There nonetheless lies behind the very phrase ‘Determined to Succeed’ a highly debatable post-modern paradigm which has permeated education and become casually accepted as a universal truth.
It implies, firstly, that those who succeed (and the book’s narrators, fine folk many of them, exemplify this) are those who have come out on top, as defined by earning most or holding senior, high-status, managerial posts.
Secondly, it implies that the key component of success is determination. Hard work, focus and energy may help you succeed but determination is absolutely essential.
Educationalists need to deconstruct these two assumptions. Firstly there are countless hard-working youngsters and adults who have well-honed skills, focus on the task in hand but do not become famous, achieve high-status jobs or earn mega-bucks.
They are not failures. They are the industrious many on whom our society and economy depend, the socially-committed citizens who run our third sector, maintain vital organisations in our communities or simply raise their families with care, love and guidance. They make the world go round. To deify financial success and social status is to insult the efforts of millions whose material successes are limited.

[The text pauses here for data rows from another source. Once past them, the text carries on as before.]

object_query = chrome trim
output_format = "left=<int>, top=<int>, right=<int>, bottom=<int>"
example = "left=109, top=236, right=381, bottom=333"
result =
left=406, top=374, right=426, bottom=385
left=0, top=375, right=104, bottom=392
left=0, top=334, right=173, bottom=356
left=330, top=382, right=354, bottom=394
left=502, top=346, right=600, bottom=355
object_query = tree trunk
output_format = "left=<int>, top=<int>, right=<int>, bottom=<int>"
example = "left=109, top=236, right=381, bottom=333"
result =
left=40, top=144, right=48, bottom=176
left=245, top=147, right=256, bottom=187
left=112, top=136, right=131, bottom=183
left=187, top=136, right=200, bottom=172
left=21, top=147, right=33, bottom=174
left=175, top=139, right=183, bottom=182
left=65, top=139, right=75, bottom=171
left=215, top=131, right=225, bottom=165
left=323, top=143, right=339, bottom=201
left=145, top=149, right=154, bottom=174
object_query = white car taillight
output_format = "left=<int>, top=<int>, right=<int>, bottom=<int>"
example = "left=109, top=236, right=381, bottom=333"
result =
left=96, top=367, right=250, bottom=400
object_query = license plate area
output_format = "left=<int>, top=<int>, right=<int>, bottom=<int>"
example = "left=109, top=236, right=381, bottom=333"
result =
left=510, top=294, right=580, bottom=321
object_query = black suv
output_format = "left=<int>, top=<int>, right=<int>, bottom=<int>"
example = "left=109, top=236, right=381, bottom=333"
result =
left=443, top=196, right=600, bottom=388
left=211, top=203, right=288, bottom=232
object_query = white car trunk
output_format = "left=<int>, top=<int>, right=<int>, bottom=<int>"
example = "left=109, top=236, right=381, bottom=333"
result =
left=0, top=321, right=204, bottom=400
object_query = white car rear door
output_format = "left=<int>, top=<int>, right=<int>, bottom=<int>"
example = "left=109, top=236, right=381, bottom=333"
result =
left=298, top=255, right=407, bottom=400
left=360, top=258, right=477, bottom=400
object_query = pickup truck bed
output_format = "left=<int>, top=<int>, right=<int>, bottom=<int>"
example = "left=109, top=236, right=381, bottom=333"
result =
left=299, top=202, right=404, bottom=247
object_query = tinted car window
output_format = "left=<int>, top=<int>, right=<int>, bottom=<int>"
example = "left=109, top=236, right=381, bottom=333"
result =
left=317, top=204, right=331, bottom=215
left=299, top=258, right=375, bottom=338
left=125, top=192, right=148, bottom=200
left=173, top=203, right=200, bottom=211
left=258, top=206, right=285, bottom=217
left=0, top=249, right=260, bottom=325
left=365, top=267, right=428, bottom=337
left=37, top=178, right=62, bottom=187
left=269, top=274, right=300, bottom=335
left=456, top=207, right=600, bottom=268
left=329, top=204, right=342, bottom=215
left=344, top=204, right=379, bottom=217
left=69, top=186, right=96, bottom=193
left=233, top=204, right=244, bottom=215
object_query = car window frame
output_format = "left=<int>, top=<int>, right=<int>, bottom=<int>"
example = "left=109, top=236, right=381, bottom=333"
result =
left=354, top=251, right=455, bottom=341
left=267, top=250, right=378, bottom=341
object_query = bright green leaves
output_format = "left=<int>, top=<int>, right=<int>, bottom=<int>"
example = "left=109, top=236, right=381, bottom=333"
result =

When ‘determination’ is factored in as the essential fuel which powers success, we are truly entering a frightening world. It is proper to wish to be a great surgeon so that one can save lives, to wish to be a learned judge the better to dispense justice, to be an elected politician to serve the electorate and the citizenry. All of these fine justifications can become compromised by an excessive determination.
It is also proper to wish to exercise one’s skills to the optimum: to be as good an actor or footballer or teacher or joiner or parent, as one can be – without thought of what will be gained.
Most of Murphy and McLennan’s narrators rightly stress an ethical perspective. (Not all of them: one boasts of lying to her bank manager to secure the loan which established her business.) If however determination is the key to success and success a virtue in itself, then ethics fly out the window. Those who have not succeeded by that definition have failed. Those who have succeeded have demonstrated determination, the triumph of their own will.
Perhaps neither determination nor success is a suitable moral compass for schools and education. Perhaps we need to tell our kids that hard work, focus, planning, self-awareness and many of the other virtues extolled in this book are good things in themselves, worthy of our efforts, irrespective of whether they lead to success and the glittering prizes.